In more than 60 years as an investment manager, Vemilye leveraged his considerable stock-picking skills and international market contacts to BU’s benefit — always, colleagues say, with keen ethical concern. “Pursue excellence, using your faculties to their fullest” was his motto.
“What is amazing about Peter is he actually almost single-handedly ran the endowment from 1971 to about 2006,” says Robert Knox (CAS’74, GSM’75), chairman of the Board of Trustees. “What’s unusual about that is most large universities have endowments run by professional investment staffs. He ran it with a committee, but was the main decision maker. And he had a unique relationship with some of the best money managers around the world.”
“Over the course of nearly four decades of service on our Board, Peter Vermilye played an extraordinarily effective role in furthering the well-being of Boston University,” says BU President Robert A. Brown. “He possessed exceptional skills and also a deep sense of responsibility to those whose resources he managed.

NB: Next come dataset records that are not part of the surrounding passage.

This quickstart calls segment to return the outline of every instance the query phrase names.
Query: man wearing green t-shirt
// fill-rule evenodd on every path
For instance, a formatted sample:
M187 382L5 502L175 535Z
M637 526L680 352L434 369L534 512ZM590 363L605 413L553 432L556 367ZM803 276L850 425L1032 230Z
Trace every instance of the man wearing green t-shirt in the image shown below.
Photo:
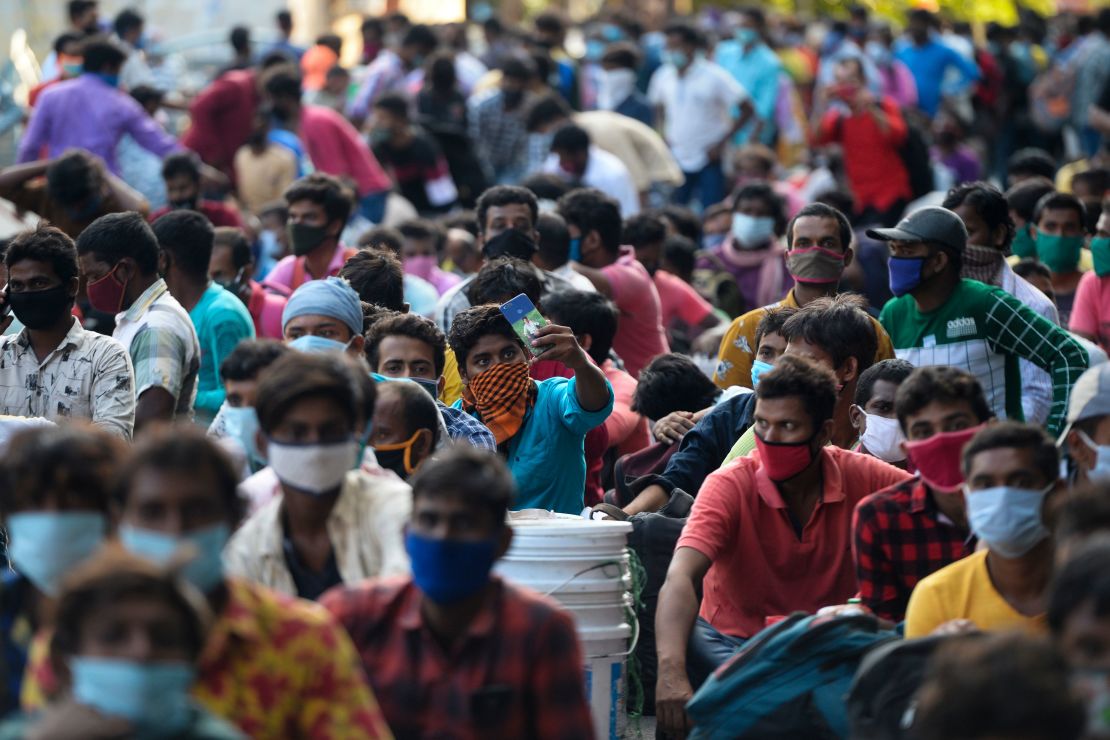
M890 247L890 291L879 322L895 354L917 367L951 365L979 379L999 418L1023 419L1021 358L1052 377L1049 434L1063 427L1068 395L1088 365L1070 334L1001 288L960 277L967 229L947 209L926 207L894 229L872 229Z

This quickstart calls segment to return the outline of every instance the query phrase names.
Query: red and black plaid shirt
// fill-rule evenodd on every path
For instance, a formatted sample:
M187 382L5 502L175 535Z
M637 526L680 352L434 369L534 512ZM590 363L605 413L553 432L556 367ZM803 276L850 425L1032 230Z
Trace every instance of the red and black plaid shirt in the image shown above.
M975 551L975 537L940 513L920 476L861 500L851 530L859 597L896 622L919 580Z
M594 737L571 616L546 597L494 584L450 650L424 626L411 578L340 587L321 599L350 632L398 740Z

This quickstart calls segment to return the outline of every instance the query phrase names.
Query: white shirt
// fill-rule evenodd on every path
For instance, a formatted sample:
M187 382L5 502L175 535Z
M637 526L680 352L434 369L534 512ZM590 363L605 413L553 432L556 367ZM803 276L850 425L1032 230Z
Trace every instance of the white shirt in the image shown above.
M698 172L733 130L733 109L748 93L723 67L699 58L682 77L672 64L656 70L647 98L664 108L667 143L683 172Z
M574 175L558 164L558 154L552 153L544 162L544 172L573 180ZM628 174L628 168L613 154L597 146L589 148L586 171L582 173L582 184L596 187L620 204L620 216L627 219L639 213L639 193Z

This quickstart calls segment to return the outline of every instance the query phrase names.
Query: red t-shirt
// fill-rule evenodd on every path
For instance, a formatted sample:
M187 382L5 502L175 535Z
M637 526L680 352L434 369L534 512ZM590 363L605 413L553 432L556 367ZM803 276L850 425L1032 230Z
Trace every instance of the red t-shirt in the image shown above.
M821 456L824 497L800 538L758 452L733 460L702 485L677 547L692 547L713 561L700 616L720 632L748 638L767 617L811 614L856 595L856 504L910 475L839 447L825 447Z

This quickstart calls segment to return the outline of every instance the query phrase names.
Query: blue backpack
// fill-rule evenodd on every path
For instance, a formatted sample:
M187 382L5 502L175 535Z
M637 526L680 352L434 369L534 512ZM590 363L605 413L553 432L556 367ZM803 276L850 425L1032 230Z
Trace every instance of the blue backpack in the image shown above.
M847 738L846 700L859 661L897 639L872 616L796 612L753 637L694 695L689 737Z

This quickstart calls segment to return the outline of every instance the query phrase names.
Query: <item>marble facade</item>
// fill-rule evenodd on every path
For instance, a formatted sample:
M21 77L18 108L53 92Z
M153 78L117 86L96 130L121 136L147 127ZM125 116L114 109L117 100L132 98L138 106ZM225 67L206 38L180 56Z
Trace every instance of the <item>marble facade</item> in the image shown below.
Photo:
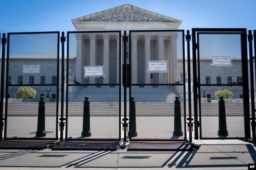
M130 30L177 30L181 25L182 21L126 4L73 19L72 20L72 22L76 28L76 31L121 31L122 35L124 31L127 31L127 35L128 35L129 31ZM149 36L143 35L134 37L134 39L132 40L133 43L132 49L131 53L132 55L137 56L137 51L139 50L138 49L139 47L137 46L137 42L140 42L142 41L147 42L148 44L150 45L144 46L143 47L144 50L145 50L143 55L145 56L138 55L137 56L137 58L141 57L144 58L145 63L147 63L147 61L152 60L153 58L154 60L165 59L167 60L168 58L168 62L169 63L168 70L169 72L170 73L167 75L167 79L166 79L167 80L165 80L165 82L162 82L163 79L161 77L164 75L158 74L159 75L157 75L158 77L156 78L158 80L155 80L156 81L154 82L151 82L150 80L145 79L144 82L141 82L146 84L174 83L178 80L176 77L180 77L180 73L175 73L178 75L177 76L176 75L174 76L174 71L176 69L176 66L177 66L177 49L175 47L176 45L175 45L176 43L177 35L163 35L161 32L158 33L157 32L154 32L153 34L154 35ZM97 62L95 62L95 61L97 60L98 60L99 57L103 57L103 59L102 60L102 62L101 64L104 65L106 75L103 78L103 82L102 83L104 84L113 83L115 81L111 80L111 76L113 76L112 75L113 74L110 75L109 70L117 68L111 68L111 64L109 64L108 60L106 59L106 57L110 57L110 55L109 54L109 49L110 48L109 44L111 40L113 40L113 36L112 39L111 39L111 36L108 36L104 34L104 33L97 33L97 35L93 37L89 37L85 35L83 35L82 37L80 36L79 37L77 37L77 42L78 42L77 46L77 63L76 67L76 68L82 68L83 65L92 66L95 65ZM167 41L167 40L169 40L168 42ZM98 43L96 47L95 46L95 41L101 42ZM154 43L152 43L151 42L154 41L155 41L155 43L154 43L154 46L153 46ZM169 43L169 45L167 45L168 43ZM95 44L94 46L93 44ZM121 50L122 50L124 48L126 48L126 51L129 51L129 42L127 43L126 47L123 46L123 42L121 43ZM100 46L102 47L100 47ZM116 46L116 51L118 51L118 45ZM91 50L90 48L91 48ZM98 49L104 49L104 52L102 56L96 56L97 54L95 54L96 53L95 52L94 54L93 53L93 51L92 51L92 49L95 49L97 50L96 49L97 48ZM112 48L113 48L113 47ZM150 48L152 48L156 49L156 50L158 51L158 55L156 55L157 57L152 57L153 55L150 53ZM88 52L87 54L88 56L86 56L86 57L88 57L90 58L95 58L93 60L90 59L90 61L91 61L91 63L86 63L84 61L80 62L80 61L83 61L82 58L84 57L85 55L84 54L84 53L81 52L81 50L83 50L83 49L87 49L88 51L91 50L91 53ZM165 52L163 53L162 51L165 51ZM122 51L121 52L121 53L123 54ZM167 55L168 56L163 56L163 53L167 54L165 55ZM128 54L127 54L128 55ZM124 55L123 54L122 55L122 61L121 63L123 64L124 60L125 59L127 60L126 63L129 63L128 57L124 56ZM98 63L99 63L98 62ZM133 60L132 63L131 64L135 66L135 68L139 68L139 67L140 67L139 66L136 66L137 65L137 59ZM135 69L135 71L137 71L136 68ZM145 70L146 69L145 69ZM182 70L181 71L182 71ZM82 71L76 71L76 73L78 81L84 83L85 81L86 81L86 80L84 80ZM146 77L149 77L150 75L148 75L148 74L149 74L148 73L145 71L145 76ZM114 76L116 76L117 79L118 79L118 73L117 73L114 75ZM96 78L90 79L89 83L92 84L95 83L95 79ZM112 79L113 80L113 79L112 78ZM133 81L133 83L139 82L136 79L134 79Z

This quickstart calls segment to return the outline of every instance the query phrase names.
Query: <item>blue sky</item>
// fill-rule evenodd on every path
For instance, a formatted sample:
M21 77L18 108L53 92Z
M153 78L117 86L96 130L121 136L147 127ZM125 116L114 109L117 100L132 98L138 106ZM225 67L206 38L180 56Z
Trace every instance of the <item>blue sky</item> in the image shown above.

The financial growth he charted has enabled us to be a much stronger institution.”
Brown says that Vermilye also generously mentored BU’s senior staff, so his style of principled investment management will endure. “Those of us who worked with Peter have lost a friend,” Brown adds, “and the nation has lost an example of what an investment manager should be.”

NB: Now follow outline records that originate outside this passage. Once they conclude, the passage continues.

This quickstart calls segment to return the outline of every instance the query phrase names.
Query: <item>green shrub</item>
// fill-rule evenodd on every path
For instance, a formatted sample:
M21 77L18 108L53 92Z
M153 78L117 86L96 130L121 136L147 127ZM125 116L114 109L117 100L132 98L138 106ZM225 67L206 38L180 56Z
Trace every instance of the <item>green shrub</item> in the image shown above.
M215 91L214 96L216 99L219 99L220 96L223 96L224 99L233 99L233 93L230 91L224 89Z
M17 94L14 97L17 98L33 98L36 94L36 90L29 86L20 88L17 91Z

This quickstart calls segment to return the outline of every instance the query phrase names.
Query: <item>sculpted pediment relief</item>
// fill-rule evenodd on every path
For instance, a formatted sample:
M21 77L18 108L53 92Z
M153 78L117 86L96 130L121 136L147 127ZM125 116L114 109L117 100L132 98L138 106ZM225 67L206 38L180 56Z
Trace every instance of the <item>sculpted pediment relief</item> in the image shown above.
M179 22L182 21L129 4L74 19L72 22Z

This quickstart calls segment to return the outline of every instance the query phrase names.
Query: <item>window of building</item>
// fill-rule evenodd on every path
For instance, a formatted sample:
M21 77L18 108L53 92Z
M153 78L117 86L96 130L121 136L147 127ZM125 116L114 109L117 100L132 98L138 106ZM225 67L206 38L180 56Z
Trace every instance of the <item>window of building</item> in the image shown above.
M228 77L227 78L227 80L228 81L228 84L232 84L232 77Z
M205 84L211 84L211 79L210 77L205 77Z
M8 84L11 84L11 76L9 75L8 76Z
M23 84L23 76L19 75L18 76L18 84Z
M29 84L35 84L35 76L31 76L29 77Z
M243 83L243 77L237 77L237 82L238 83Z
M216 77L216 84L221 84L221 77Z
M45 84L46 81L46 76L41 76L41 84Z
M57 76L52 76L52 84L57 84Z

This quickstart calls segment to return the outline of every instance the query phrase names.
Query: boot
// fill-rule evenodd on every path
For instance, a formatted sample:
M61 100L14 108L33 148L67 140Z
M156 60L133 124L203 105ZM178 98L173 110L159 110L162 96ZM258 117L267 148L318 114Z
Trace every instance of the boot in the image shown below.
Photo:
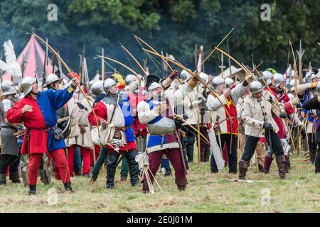
M285 163L286 173L289 173L289 167L288 167L289 156L288 156L288 155L284 155L284 158L286 159L286 163Z
M36 185L32 185L32 184L29 184L29 194L30 195L35 195L36 194L36 191L37 191L37 187Z
M115 175L115 168L112 168L107 166L107 182L105 187L107 189L114 188L114 175Z
M316 156L316 160L314 161L314 167L315 170L314 172L316 174L320 173L320 150L318 150L318 153Z
M149 193L149 186L146 180L142 182L142 193Z
M284 155L276 156L277 165L278 166L279 177L281 179L286 177L286 158Z
M73 192L73 188L71 187L71 182L65 182L63 184L63 185L65 186L65 192L69 192L69 193Z
M6 185L6 174L1 174L0 175L0 185Z
M272 164L273 158L266 156L265 158L265 173L267 175L270 170L271 164Z
M288 160L287 162L287 165L288 166L288 170L291 170L291 162L290 162L290 155L288 155Z
M242 160L239 160L239 179L245 179L245 176L247 175L247 170L250 165L250 161L244 161Z
M265 172L265 169L261 165L258 165L259 172Z
M310 155L310 163L314 165L314 161L316 160L316 150L310 149L310 150L309 151L309 153Z
M9 179L14 184L20 184L21 182L20 181L20 176L18 172L10 173Z
M178 187L178 190L180 192L185 191L186 185L188 184L188 180L185 179L176 179L176 184Z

Longtime trustee Dexter Dodge (SMG’56), now a member of the Board of Overseers, says that Vermilye had a keen, facile mind and was always exploring innovative investment ideas in an international environment. “He was a genuinely wonderful colleague and close friend,” Dodge says. “The BU community will miss him, even those who didn’t know him, because of his profound impact on the institution.”
Vermilye loved theater and was chairman of the board of trustees of the Huntington Theatre Company, in residence at BU, from 1988 to 1996, and chairman emeritus until he died. Boston Mayor Thomas Menino (Hon.’01) honored his contributions to the city when he named May 30, 1996, “Peter Vermilye Day.”
Andrew Vermilye says his father’s sometimes-gruff exterior hid compassion. And asked why this New York Ivy Leaguer took such a passionate interest in BU, his daughter Dana says that her father had great respect for those who didn’t have things handed to them on a silver platter.
“He thought BU was like that, working very hard to grow. It didn’t have an elitist feeling, but a sense of growth and excitement,” she says. “BU was a school that was going places, with the excitement of becoming one of the top schools in the country. He loved the University.”